Practice makes myelin, and myelin makes Perfect

Have you heard the old adage of ‘Practice makes Perfect’? Most people have. When learning a new skill or movement at the gym you need to spend time ‘under the bar’, or breaking a movement down into parts and then piecing them back together. This adage is true - you get better at what you practice, and if you practice perfectly, you get better at performing perfectly. However,  if you practice poorly, you only get better at performing poorly.  This highlights a crucial concept that can make or break your rehab, which is quality

Sometimes, in the clinic, we treat people who are doing all the right exercises and release work, but the quality of their rehab sucks.
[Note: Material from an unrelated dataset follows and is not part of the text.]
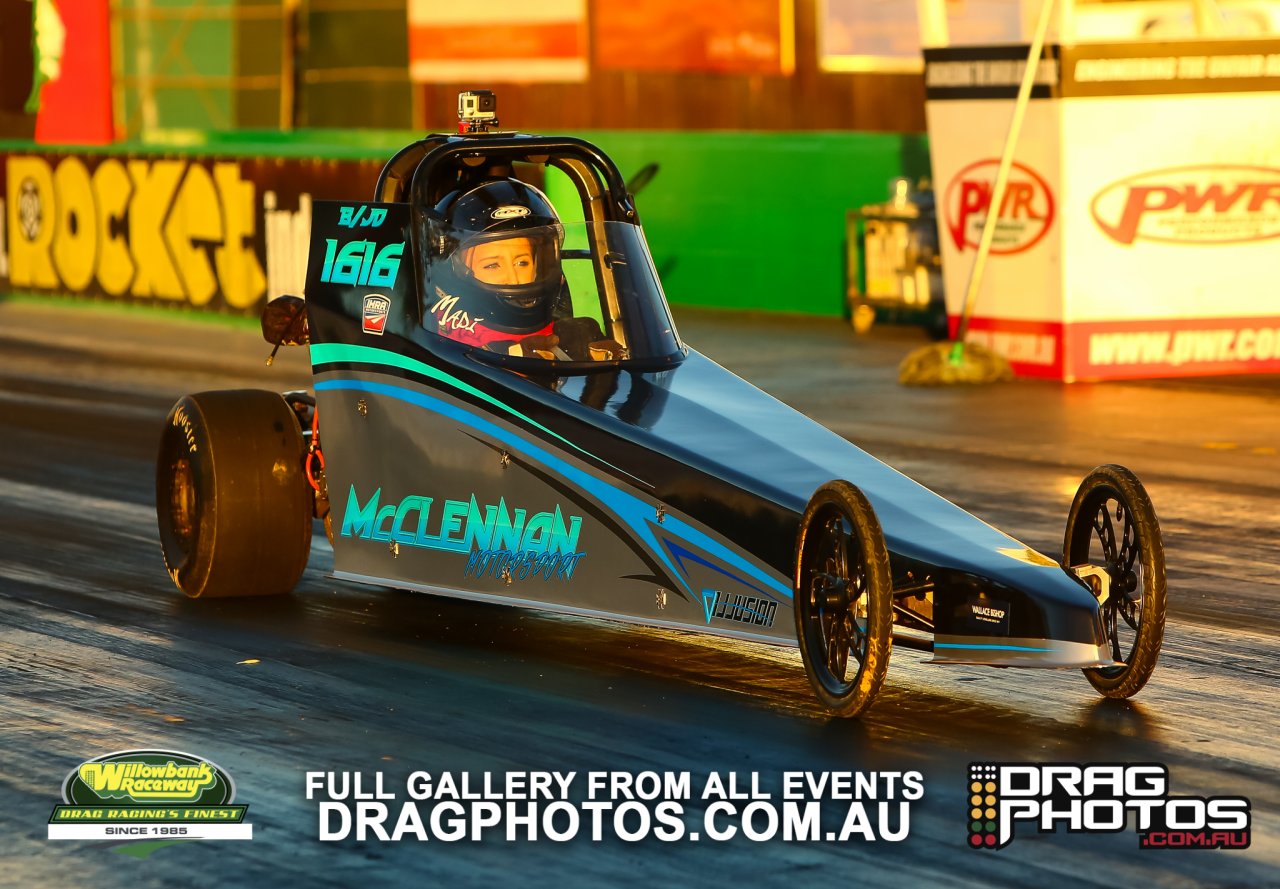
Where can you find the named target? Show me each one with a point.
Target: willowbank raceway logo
(149, 794)
(1098, 798)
I constantly remind my clients that I would much rather them to 1 great rep of a exercise, rather than 100 poor ones - because that will get them closer to getting their goals and back to what they love.  More reps doesn’t necessarily get you better results - it’s about quality NOT quantity.

In a rehab setting we hear things like ‘squats are the reason why my knee hurts’ or ‘I hurt my back deadlifting, and so now I avoid it’ all the time.  I would challenge most people, is that it’s not the exercise’s fault rather a technical or a loading fault.  What we see is that people have developed poor movement patterns and have practiced these so much that they become ingrained into their system and they become habitual. They don’t feel like they are moving poorly because their training is going well, they are hitting new PR’s. The bodies ability to compensate is pretty incredible, it just gets the job done. Until... it’s had enough or can’t compensate anymore, and then something gives and they end up injured, broken and all jacked up.

Can you spot the difference with these two squats. At quick glance they both look like a squat. But the squat on the left my weight is too far in my forefoot, causing my knees to load more than my hips, as a result this loads the muscles of my anterior chain, or the front of my body, more than my posterior chain, or the back of my body, causing an imbalance of muscle load, which over time, can potentially cause an ‘annoyed’ knee, hip or back etc. In the photo on the left you will also notice the increased load on my anterior chain forces me to round my back, in order to achieve the same depth as the squat on the right. This may potentially put my lower back at risk, and/or contributing to my neck pain that I thought was due to work or those tight sore ankles. In both photos I can still squat but is the squat on the left destined for longevity? Maybe, but most likely not.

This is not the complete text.